I often refer to my probate practice as family law at the other end of life. In traditional family law parents fight over the custody of the kids. In my probate practice the kids fight over the custody of their parents. Emotions run high in my cases. Sometimes the cases are driven by a real legal dispute. In others, however, the law is clear, and the case is driven by sibling rivalries and family resentments that have festered for years. Litigation offers a solution--albeit one imposed on the family by a person in black robes. Mediation offers healing.
I recently spent a morning in a mediation in which six siblings faced the problem of how to care for an aging father. They brought with them decades of hurt feelings, suspicion, and festering resentments. I watched as a skilled mediator helped the group find a solution that worked for all of them and actually brought them together. It was not what a court would have ordered. It was a solution designed by the people who would have to live with it. My bet is that it will work better than any solution a court would have or could have fashioned.
Some lawyers are embracing mediation. Some are looking for any way possible to avoid it. The bulk of them, however, are supportive but confused. The procedures are new and kinks have to be worked out. We know that disputes in guardianships, conservatorships, and probates must go to mediation before they will be heard by the court. The confusion centers around when mediation notices must go out, what the notices must contain, how to choose the mediator, and how to schedule the mediation. These are not insurmountable issues but we lawyers--having gone to so much college to get to where we are--dislike learning new stuff. We will get over it and in five years mediation will be as accepted in probate as it now is in family law.

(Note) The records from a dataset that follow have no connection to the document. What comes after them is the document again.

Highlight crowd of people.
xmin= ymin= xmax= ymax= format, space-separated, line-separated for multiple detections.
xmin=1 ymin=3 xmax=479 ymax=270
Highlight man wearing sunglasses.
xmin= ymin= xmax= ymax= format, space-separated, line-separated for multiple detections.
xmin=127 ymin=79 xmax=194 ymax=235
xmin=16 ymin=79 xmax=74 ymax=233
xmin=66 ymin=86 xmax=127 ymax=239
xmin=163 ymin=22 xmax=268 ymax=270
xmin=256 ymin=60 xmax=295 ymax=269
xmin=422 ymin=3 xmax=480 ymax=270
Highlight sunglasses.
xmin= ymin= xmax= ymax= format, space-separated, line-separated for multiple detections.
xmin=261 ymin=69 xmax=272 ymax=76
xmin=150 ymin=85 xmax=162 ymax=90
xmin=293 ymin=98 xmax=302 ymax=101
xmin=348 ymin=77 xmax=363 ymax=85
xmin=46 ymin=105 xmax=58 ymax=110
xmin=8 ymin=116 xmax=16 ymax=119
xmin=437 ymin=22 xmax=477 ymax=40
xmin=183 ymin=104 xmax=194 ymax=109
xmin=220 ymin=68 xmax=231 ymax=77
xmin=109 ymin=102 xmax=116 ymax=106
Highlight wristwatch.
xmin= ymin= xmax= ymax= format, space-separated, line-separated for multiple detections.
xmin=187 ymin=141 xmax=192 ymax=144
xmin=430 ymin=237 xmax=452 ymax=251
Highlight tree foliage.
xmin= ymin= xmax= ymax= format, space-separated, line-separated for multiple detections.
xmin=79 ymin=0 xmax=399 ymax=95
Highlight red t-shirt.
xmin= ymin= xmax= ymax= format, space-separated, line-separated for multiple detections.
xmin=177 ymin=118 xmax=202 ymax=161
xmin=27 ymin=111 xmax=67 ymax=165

So here is mediation in a nutshell. If your lawyer files a paper that creates a dispute-- usually an objection to something another lawyer filed--then the dispute must go to mediation. The party who created the dispute must provide the other side with the names of acceptable mediators. The other side can object to mediation, accept one of the proposed mediators, or propose its own list of acceptable mediators. If the parties cannot agree on a mediator, the court will appoint one. The parties can pick any person they want (with some exceptions), but the court must pick from the list of court-approved mediators. I am on that list.
Once a mediator is selected the parties must mediate for at least three hours. If an agreement is reached the mediator will write it up. The parties then have seven days to repudiate the agreement. If no one repudiates, the agreement is rewritten as a judgment by the lawyers and presented to the court. If the parties do not reach agreement, or if one of them repudiates the agreement, the case goes to court.
My take on it is that if your lawyer says you have been ordered to mediation, celebrate. You have a chance to do something good. Good things do come from the court; just not as often.